Because I’ve never run into — I mean, I’m sure they’re out there — but I have never worked at or run into a company where people overtly say we don’t care about our customers. Nobody says that. Right? Customer’s always number one. People always talk about customer first, customer centric, like that’s something you’ve been talking about for decades. Yeah, they may not act that way. They may not be structured that way. They may not be able to deliver on it. But they principally agree with the philosophy. And if you can actually make that come to life, make it true, then I think you’ve got a hell of a thing going because then people are give me more of that. And CEOs get into that really quickly. I think the champion comment is good. I would add to that, which is you’ve got to get your C-level bought in and you got to get at least one member in the C-level, ideally, the CEO driving it as a priority.
I agree. Totally agree.
Well, Paul, this has been super fun. We went a little long, but it was really great content. We’ll probably break this into a two parter. And I want to thank you for being on the show. And we’ll bring you back soon. Let me know when you’ve got something that you want to talk about and get out to the CMO community. Any last words or last thoughts before we wrap this up?
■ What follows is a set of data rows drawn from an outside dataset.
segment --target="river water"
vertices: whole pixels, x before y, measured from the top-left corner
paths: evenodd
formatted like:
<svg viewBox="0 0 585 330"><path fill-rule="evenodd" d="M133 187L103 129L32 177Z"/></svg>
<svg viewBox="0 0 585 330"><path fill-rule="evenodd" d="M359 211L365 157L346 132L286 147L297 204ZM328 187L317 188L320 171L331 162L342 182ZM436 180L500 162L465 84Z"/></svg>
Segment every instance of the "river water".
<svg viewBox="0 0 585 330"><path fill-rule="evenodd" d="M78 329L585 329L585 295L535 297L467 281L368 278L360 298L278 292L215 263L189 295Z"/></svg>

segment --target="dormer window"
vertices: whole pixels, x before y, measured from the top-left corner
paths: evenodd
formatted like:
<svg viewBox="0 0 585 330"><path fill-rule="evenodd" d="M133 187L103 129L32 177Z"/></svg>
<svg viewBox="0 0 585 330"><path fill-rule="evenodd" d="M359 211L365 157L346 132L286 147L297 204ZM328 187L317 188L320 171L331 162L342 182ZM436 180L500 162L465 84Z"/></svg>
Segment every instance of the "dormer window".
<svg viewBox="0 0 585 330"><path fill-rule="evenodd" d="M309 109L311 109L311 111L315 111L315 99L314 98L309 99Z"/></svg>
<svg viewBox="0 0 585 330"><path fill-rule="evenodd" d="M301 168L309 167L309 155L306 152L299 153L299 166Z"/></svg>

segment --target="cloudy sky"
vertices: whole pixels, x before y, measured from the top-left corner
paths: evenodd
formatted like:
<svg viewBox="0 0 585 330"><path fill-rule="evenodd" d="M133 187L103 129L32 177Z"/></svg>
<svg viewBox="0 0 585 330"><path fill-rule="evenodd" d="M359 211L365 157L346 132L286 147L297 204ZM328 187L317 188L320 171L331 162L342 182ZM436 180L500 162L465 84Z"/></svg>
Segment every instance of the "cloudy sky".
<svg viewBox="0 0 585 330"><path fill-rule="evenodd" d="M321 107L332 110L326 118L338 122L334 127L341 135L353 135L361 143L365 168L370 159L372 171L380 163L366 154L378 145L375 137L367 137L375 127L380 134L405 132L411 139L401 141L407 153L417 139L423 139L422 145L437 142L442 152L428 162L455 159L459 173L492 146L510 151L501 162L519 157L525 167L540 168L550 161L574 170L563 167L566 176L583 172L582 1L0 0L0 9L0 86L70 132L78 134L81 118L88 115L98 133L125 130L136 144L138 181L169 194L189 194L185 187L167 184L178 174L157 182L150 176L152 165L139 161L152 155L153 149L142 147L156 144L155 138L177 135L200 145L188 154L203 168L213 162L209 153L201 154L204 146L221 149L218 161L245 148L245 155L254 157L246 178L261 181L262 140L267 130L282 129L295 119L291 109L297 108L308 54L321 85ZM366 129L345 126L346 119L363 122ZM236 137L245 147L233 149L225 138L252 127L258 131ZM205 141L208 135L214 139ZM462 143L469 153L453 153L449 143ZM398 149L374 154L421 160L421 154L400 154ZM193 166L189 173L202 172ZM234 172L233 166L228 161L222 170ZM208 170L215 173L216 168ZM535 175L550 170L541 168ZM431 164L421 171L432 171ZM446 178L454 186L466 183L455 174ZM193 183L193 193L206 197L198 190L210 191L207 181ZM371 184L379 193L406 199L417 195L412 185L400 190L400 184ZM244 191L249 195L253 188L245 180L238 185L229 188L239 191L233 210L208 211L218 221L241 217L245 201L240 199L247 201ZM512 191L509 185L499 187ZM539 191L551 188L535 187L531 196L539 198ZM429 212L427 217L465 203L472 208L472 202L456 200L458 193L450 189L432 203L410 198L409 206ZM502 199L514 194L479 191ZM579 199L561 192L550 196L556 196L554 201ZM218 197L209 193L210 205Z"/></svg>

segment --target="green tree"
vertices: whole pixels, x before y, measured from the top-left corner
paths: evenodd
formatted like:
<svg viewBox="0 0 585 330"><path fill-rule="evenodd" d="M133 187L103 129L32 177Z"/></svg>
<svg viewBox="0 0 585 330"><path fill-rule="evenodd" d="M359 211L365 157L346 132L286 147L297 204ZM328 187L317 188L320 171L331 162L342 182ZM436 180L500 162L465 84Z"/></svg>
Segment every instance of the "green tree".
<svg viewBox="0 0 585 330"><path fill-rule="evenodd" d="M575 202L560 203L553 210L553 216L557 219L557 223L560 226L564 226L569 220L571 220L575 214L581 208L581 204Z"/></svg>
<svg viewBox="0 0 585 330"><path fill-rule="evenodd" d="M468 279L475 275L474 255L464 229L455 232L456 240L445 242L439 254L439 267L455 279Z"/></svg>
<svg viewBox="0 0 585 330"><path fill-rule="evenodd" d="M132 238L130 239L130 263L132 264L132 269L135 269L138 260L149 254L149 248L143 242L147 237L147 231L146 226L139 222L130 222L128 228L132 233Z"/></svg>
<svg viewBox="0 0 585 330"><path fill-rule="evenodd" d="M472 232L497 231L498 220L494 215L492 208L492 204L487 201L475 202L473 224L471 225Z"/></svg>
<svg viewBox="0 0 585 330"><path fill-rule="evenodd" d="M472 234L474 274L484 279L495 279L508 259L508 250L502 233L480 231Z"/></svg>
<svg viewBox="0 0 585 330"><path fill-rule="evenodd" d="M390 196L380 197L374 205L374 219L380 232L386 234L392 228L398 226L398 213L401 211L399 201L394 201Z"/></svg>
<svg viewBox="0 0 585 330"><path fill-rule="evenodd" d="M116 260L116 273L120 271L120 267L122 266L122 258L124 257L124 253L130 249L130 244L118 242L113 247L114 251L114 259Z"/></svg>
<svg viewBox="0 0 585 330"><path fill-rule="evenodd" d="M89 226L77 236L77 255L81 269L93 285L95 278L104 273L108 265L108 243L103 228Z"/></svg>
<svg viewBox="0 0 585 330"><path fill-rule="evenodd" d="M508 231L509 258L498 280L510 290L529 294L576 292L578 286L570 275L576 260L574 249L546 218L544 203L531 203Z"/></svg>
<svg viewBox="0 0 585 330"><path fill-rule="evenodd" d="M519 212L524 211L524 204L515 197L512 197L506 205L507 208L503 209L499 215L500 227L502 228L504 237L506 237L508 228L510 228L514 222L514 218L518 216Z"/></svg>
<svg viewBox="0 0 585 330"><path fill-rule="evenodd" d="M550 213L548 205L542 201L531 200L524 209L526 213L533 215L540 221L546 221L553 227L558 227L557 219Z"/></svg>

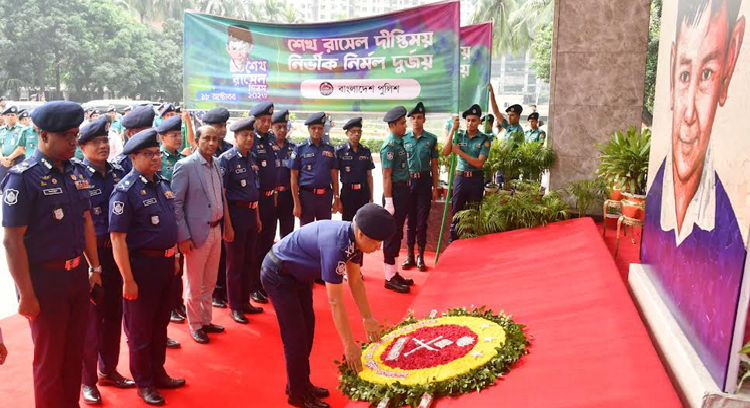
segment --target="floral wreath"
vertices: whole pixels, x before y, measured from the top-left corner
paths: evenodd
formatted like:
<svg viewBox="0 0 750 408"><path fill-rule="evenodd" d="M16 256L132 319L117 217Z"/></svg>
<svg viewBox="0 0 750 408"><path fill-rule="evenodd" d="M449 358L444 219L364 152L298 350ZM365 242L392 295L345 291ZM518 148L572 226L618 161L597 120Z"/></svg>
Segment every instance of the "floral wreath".
<svg viewBox="0 0 750 408"><path fill-rule="evenodd" d="M338 388L352 401L416 406L424 399L479 391L495 383L528 353L524 326L485 306L448 309L424 319L412 312L383 338L362 346L360 373L346 362Z"/></svg>

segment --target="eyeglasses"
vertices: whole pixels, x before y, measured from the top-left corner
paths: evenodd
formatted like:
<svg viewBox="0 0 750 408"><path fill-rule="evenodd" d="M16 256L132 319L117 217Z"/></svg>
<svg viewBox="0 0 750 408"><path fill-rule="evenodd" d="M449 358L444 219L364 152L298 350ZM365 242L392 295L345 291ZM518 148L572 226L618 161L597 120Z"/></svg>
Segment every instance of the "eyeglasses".
<svg viewBox="0 0 750 408"><path fill-rule="evenodd" d="M138 154L141 154L143 155L143 157L151 160L154 157L161 157L161 150L159 150L158 152L150 152L150 151L138 152Z"/></svg>

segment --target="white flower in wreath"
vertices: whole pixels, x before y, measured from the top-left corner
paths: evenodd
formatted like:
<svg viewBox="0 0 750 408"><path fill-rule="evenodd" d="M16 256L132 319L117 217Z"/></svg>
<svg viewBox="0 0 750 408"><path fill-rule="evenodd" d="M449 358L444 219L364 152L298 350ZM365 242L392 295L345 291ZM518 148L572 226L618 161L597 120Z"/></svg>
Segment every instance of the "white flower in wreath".
<svg viewBox="0 0 750 408"><path fill-rule="evenodd" d="M338 265L336 265L336 273L341 276L346 274L346 262L339 261Z"/></svg>
<svg viewBox="0 0 750 408"><path fill-rule="evenodd" d="M349 241L349 245L347 245L346 249L344 250L344 253L346 254L346 257L349 258L352 255L354 255L354 242Z"/></svg>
No, thank you so much for the opportunity. You know, for those folks listening out there, you know, we’re probably in one of the most exciting times within a marketing organization. A lot of people are leveraging these times to get their goals and go get towards the goals of simplifying their martech stack. You know, 90 average point solutions is not going to cut it any more. Every one of those point solutions puts you further and further away from your customer. So it’s been a very interesting time, a lot of consolidation and we’d love to be able to talk to anybody out there who would love to chat about how people are doing this.